Le dernier arrêt de ce train, du moins pour aujourd'hui, est la vidéo « Otis » que Jay Z et Kanye West ont réalisée pour promouvoir le single à succès deRegardez le trône. Dans la vidéo réalisée par Spike Jonze, ils se rendent tous les deux dans un espace industriel et procèdent à la démolition d'une Maybach (une autre voiture, comme une Bugatti, que personne ne peut se permettre), après quoi ils font le tour du parking, quatre modèles sur la banquette arrière.

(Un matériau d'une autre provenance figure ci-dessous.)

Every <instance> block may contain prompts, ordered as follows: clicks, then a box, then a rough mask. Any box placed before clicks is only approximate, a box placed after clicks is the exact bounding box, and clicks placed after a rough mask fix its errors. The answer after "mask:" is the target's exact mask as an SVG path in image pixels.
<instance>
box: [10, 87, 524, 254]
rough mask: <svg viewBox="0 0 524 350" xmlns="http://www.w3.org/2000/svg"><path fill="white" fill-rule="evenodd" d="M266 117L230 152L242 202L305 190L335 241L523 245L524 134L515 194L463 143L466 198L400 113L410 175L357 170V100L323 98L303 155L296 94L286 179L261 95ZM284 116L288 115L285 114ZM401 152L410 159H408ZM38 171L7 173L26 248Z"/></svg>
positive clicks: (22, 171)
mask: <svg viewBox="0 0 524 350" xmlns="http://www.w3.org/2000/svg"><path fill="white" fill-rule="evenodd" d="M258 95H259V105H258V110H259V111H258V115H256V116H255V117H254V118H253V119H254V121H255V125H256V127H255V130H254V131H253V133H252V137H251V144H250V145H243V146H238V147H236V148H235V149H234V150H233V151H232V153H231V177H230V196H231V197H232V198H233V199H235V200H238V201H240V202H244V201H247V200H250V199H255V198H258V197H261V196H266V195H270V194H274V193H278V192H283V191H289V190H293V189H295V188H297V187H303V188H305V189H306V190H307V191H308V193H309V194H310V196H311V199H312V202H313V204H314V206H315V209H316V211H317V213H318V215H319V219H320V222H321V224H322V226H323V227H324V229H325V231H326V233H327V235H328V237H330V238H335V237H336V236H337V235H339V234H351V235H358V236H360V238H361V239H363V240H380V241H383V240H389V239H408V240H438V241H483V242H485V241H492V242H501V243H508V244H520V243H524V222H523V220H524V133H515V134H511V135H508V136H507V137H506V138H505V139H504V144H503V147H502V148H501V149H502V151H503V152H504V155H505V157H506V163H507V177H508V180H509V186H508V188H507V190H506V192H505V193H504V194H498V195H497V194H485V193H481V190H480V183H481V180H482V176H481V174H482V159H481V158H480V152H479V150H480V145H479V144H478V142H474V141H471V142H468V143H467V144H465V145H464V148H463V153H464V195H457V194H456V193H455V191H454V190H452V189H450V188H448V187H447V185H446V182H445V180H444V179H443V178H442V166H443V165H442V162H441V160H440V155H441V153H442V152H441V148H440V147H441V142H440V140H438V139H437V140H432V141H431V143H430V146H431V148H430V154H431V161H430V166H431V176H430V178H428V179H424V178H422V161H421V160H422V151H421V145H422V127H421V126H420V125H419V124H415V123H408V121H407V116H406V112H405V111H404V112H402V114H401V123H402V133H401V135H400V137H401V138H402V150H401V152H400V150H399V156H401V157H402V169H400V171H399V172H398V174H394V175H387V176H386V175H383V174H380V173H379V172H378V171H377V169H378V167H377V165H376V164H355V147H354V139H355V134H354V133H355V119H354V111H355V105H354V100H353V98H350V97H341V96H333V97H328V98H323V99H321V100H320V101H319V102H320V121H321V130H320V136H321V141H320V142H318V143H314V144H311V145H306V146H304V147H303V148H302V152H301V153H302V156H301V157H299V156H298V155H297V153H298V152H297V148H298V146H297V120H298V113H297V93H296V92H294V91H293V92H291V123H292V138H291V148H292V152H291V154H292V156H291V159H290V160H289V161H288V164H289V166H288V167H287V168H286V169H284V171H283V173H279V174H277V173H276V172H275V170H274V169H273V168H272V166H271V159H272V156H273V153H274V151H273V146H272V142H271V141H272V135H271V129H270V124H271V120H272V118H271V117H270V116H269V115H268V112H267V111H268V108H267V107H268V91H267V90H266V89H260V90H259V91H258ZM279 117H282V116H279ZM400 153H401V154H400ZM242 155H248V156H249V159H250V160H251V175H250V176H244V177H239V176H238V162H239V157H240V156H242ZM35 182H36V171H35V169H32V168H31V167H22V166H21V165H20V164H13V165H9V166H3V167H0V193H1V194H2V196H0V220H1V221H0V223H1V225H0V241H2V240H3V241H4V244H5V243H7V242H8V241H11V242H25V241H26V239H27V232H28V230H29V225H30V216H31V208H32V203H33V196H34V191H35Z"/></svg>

Que détruisent-ils avec leurs marteaux et leurs scies ? La voiture ? L'idée de la voiture ? L'idée de la voiture dans d'autres vidéos ? Et que construisent-ils en détruisant ? L’idée qu’ils existent à un niveau où ils peuvent se permettre de se débarrasser de quelque chose d’aussi précieux que la voiture ? L’idée que leur cool transcende l’argent et les choses qu’il peut acquérir ? La conviction que l’art devrait toujours violer et refaire les produits de consommation ? Une hiérarchie de l’image qui, étrangement, privilégie l’élément humain ? La voiture a finalement été vendue aux enchères et les bénéfices ont été reversés à la catastrophe de la sécheresse en Afrique de l'Est. Action effrayante à distance.